Compass and Straightedge Constructions

Compass And Straightedge Constructions

Compass-and-straightedge or ruler-and-compass construction is the construction of lengths, angles, and other geometric figures using only an idealized ruler and compass.

The idealized ruler, known as a straightedge, is assumed to be infinite in length, and has no markings on it and only one edge. The compass is assumed to collapse when lifted from the page, so may not be directly used to transfer distances. (This is an unimportant restriction, as this may be achieved via the compass equivalence theorem.) More formally, the only permissible constructions are those granted by Euclid's first three postulates.

Every point constructible using straightedge and compass may be constructed using compass alone. A number of ancient problems in plane geometry impose this restriction.

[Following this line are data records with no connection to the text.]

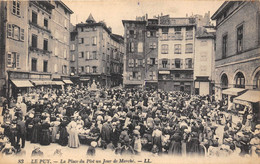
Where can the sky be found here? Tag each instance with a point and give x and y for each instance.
(112, 12)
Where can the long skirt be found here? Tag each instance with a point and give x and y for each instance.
(73, 139)
(35, 134)
(54, 132)
(63, 140)
(45, 137)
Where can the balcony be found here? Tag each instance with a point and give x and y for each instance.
(39, 27)
(35, 49)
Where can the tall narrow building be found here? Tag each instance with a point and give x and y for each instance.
(176, 54)
(99, 54)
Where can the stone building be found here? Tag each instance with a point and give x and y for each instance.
(29, 32)
(176, 53)
(95, 46)
(237, 59)
(14, 75)
(204, 60)
(134, 61)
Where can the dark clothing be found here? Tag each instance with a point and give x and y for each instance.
(45, 134)
(63, 140)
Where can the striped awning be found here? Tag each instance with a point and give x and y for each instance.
(59, 83)
(67, 81)
(233, 91)
(22, 83)
(43, 82)
(250, 96)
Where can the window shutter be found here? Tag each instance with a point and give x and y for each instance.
(129, 63)
(9, 31)
(160, 62)
(87, 55)
(139, 76)
(148, 61)
(17, 60)
(154, 75)
(9, 59)
(157, 34)
(131, 76)
(136, 62)
(154, 45)
(132, 47)
(150, 45)
(168, 63)
(22, 34)
(173, 63)
(148, 34)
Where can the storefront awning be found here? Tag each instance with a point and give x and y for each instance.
(22, 83)
(164, 72)
(249, 96)
(59, 83)
(67, 81)
(43, 82)
(233, 91)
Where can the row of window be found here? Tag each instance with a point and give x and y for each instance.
(135, 75)
(177, 48)
(35, 20)
(34, 43)
(176, 63)
(34, 66)
(88, 69)
(15, 32)
(13, 60)
(94, 40)
(239, 42)
(141, 62)
(88, 29)
(88, 55)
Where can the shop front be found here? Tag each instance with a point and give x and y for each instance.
(250, 98)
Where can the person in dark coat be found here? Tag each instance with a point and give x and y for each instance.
(21, 131)
(37, 152)
(91, 149)
(106, 133)
(175, 147)
(36, 130)
(63, 140)
(45, 133)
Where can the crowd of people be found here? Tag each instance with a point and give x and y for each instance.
(129, 121)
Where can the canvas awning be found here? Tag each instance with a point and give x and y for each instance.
(249, 96)
(164, 72)
(43, 82)
(22, 83)
(59, 83)
(67, 81)
(233, 91)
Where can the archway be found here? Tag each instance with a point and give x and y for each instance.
(239, 80)
(224, 81)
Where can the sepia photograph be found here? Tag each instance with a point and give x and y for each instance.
(129, 81)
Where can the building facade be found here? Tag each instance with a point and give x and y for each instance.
(14, 46)
(237, 59)
(28, 44)
(97, 51)
(204, 60)
(176, 53)
(134, 61)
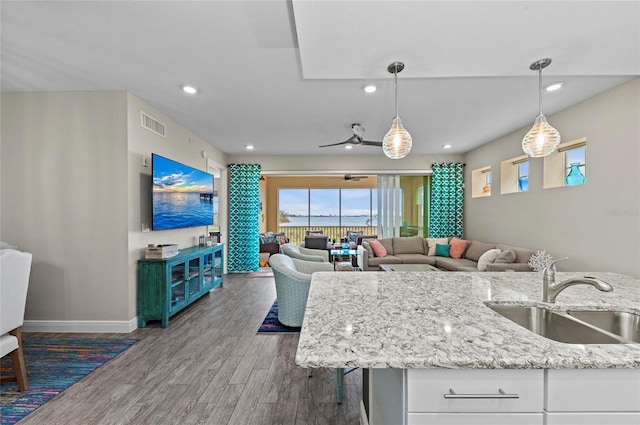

The most famous straightedge-and-compass problems have been proven impossible in several cases by Pierre Wantzel, using the mathematical theory of fields. In spite of existing proofs of impossibility, some persist in trying to solve these problems. Many of these problems are easily solvable provided that other geometric transformations are allowed: for example, doubling the cube is possible using geometric constructions, but not possible using straightedge and compass alone.

Mathematician Underwood Dudley has made a sideline of collecting false ruler-and-compass proofs, as well as other work by mathematical cranks, and has collected them into several books.